Like Jim Norton and Patrice O’Neal, Sarah Silverman and Lisa Lampanelli, Daniel Tosh clearly belongs to Comics Without Borders, a cadre of comedians that fearlessly (some scolds may say tastelessly) crosses boundaries to deliver jokes to those in need…of convulsive laughter.
“If I offend anybody tonight, I apologize. It’s not my intention. I’m not going to guess what your personal line of decency is. I cross my own from time to time; it’s how I know I still have one,” Tosh proclaims perfunctorily at the outset of Happy Thoughts, his new album from Comedy Central Records (available on March 8; watch the special Sunday at 9 p.m. on Comedy Central).
Reciting that counterfeit concern (the equivalent of liquor makers’ routine pleas to “drink responsibly…so we can advertise recklessly”) frees Tosh to shamelessly, gleefully, and, forgive us oh NAACP, ACLU and NOW, hysterically be his paradoxically insolent self: the choirboy with the devilish sense of humor.

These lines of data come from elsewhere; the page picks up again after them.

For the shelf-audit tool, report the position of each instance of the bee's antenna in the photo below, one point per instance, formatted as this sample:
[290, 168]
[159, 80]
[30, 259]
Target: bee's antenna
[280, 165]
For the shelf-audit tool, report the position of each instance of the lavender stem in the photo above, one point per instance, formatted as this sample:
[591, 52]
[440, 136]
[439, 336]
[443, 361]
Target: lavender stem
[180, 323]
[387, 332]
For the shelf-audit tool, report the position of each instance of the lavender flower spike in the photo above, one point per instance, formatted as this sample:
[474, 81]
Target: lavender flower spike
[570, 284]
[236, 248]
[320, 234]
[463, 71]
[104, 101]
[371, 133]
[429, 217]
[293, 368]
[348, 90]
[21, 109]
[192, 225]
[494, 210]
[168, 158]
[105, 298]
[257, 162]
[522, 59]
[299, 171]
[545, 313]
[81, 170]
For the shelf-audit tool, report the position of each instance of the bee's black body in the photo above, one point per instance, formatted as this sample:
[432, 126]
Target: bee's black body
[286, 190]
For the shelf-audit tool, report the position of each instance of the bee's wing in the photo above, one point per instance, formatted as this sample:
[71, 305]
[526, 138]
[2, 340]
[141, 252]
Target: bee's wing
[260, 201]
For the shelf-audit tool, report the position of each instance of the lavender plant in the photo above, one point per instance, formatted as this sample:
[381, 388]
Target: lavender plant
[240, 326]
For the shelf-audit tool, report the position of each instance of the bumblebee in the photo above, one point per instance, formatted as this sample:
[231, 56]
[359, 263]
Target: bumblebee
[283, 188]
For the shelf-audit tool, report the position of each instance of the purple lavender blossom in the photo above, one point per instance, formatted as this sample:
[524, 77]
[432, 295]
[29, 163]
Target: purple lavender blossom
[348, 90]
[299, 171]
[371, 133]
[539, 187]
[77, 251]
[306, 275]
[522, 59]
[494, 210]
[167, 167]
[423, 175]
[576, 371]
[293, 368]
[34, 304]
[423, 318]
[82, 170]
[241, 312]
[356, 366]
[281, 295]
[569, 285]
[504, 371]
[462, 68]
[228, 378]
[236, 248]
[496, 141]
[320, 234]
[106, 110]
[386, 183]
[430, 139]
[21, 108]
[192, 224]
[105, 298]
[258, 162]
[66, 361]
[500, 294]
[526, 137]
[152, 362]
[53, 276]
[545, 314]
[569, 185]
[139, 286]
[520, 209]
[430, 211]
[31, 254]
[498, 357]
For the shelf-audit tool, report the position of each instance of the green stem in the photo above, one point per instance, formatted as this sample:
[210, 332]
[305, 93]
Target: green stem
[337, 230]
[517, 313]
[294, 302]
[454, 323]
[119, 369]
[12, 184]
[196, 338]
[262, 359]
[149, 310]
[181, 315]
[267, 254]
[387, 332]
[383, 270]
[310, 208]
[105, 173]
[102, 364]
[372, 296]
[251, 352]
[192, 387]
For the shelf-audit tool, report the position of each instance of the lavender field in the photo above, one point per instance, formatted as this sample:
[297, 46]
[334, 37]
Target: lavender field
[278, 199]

Onstage in a plain white shirt, gray pullover sweater and charcoal pants, Tosh resembles a seminary student or the banjo-thrumming member of some folksy ’60s singing quartet. But beneath the Gap uniform lies a clever, relentless, remorseless guerrilla who deliberately tosses grenades into crowds and admires the explosion of gasps and probably inappropriate applause his incendiary commentary provokes.
A master of misdirection, Tosh purposely creates unease — with cringes and twinges of guilt in audience members being his payoff.
“I have no problem with illegal immigration in this country,” Tosh announces, jabbing the Right before leveling the Left with this emphatic sucker punch, “except for the fact they don’t serve on jury duty. That’s horseshiiiiiiit. It should be the other way around; they should serve exclusively on jury duty. Yeah, then it finally would be a jury of ones’ own peers. It’s not a stereotype if it’s always true. Yeah, then it becomes law. That joke is called, ‘Latinos Are Criminals.’ That’s just a title, it doesn’t mean anything.”
Yes, Tosh often straddles the line barely separating mockery from misogyny and bigotry, but oh so deftly. He never sounds genuinely hostile or mean. No doubt he mines deep for his jokes, using a backhoe it appears to dig low enough to discover the humor in usually taboo subjects: premature death, poverty, homelessness, domestic abuse, abortion, and, uh, really, rape. A brilliant comic alchemist, Daniel Tosh somehow spins the grim into comedy gold.